Though there was an interesting breach of etiquette when someone called for "Huzzah for Lord Autumn, the most gallant of soldiers" and I received three huzzahs from the chamber. After that I quickly found my place among the other Saltcoast lords, who all moved to give me a seat and welcome me to the chamber.
Then it happened, Wulfrum was granted the floor near the end of a long and tedious session of the courtes. He started with a blatant bit of flattery aimed towards officers of the dozen year war such as myself. But then he moved onto the real reason he took the floor as he gave an address calling for an end to the war taxes that had devastated the commons and a shrinking of the Tierran military.
Immediately there was an uproar in the chamber as the voices of supporters and those against clashed in a cacophony of anger and vitriol. The King looked on all this, his knuckles white around the hilt of the royal sword Pactmaker, as his Chancellor of the Exquencer, Earl Weathern, the man responsible for managing the crown's taxes and spending, looked on in tight-lipped fury.
I knew then that I had to make my position known, so I stood, ignoring the hand trying to stop me, and moved towards the throne. The king gives ascent for me to speak, despite obvious reluctance because of some archaic custom of a lord not speaking during his first session in the cortes, so I begin.
"My Lords, if we must speak of matters of state, let us do so without illusions," I began, "It is easy to speak of abstracts as we sit in this chamber, of 'armies' and 'fleets,' of 'defences' and 'economies.' Yet let us not forget that armies are made up of men. They are led by gentlemen of the blood, that is true, but if there is anything that my years at war have taught me, it is that an army without its common soldiery is like a mast without sails. Without this common soldier, there can be no army." I then had given a pause to let the lords of the cortes stew on what I said.
"Yet who is this soldier?" I continued after the pause "What compels him to brave hardship and battle? Ask any soldier, and the answer will come readily enough: he fights for Tierra and her King. Yet what are these things to him, a man who has likely never before left his home village, a man who has likely never glimpsed his King? Ask him, and he will tell you: to him, Tierra means his old parents at home in their cottage, it is the girl he means to marry, the children he means to sire, the shop he means to open. The King is the man who keeps these things safe for him, so that he may return to them, once his service is done."
Then I turned slowly for dramatic effect and pitched my voice low and ominous.
"So what happens when he comes to find that the King's taxes have driven his old parents out of their cottage? That they have driven his sweetheart to destitution? That they have snatched away his chance for a shop and a family? Will he fight for a kingdom that is empty promises? Will he fight for a King who he believes has betrayed him?"
I let the lords stew on that for a few moments, reaching the answer on their own, before finishing "relief must be brought to the poor. These onerous taxes must end. Beggar our people to pay for our army, and we shall soon find ourselves with neither."

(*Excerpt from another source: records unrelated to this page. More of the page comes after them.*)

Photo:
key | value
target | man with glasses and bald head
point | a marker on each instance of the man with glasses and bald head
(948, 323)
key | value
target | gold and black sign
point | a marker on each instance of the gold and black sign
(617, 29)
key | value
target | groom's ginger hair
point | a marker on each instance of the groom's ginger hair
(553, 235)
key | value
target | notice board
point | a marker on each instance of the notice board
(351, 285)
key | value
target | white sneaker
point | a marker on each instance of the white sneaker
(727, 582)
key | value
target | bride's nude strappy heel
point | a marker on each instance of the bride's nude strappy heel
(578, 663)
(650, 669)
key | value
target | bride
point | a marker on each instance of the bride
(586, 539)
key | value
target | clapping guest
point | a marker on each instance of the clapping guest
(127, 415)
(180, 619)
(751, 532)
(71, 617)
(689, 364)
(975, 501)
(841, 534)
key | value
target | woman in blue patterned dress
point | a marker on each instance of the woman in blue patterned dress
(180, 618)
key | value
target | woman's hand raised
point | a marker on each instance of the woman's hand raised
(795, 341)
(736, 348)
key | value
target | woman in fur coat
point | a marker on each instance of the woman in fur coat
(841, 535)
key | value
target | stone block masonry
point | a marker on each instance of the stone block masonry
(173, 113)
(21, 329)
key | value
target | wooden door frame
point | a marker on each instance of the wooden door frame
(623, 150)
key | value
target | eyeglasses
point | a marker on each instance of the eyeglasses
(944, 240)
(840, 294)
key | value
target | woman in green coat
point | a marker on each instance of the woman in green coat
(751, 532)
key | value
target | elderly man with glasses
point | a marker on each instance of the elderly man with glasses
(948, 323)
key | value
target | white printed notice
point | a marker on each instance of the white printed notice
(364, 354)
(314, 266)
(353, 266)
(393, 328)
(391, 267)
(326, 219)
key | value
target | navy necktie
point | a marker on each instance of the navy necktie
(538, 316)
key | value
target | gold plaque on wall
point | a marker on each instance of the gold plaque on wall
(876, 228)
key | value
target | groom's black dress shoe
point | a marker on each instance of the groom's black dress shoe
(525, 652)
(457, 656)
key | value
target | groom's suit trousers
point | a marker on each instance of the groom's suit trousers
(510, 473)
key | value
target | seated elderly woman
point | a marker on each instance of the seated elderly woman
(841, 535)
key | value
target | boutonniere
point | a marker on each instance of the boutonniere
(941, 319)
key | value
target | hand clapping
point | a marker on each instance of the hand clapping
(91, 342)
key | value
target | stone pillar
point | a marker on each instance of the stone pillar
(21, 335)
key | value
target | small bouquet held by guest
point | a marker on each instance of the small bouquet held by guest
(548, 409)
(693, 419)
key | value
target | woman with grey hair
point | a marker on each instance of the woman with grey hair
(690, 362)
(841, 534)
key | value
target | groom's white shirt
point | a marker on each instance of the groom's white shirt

This speech would be met with applause as some lords leaped to their feet with enthusiasm. The Duke Wulfram had even met my gaze and nodded with approval. But there where those who met my speech with stone faced silence, one of whom was the King Himself.
After this, I had returned to my seat, and the debate picked up again, the two sides going stroke and counterstroke against one another. But finally, after what felt like an eternity, the session ended, and I filed out of the cortes chambers.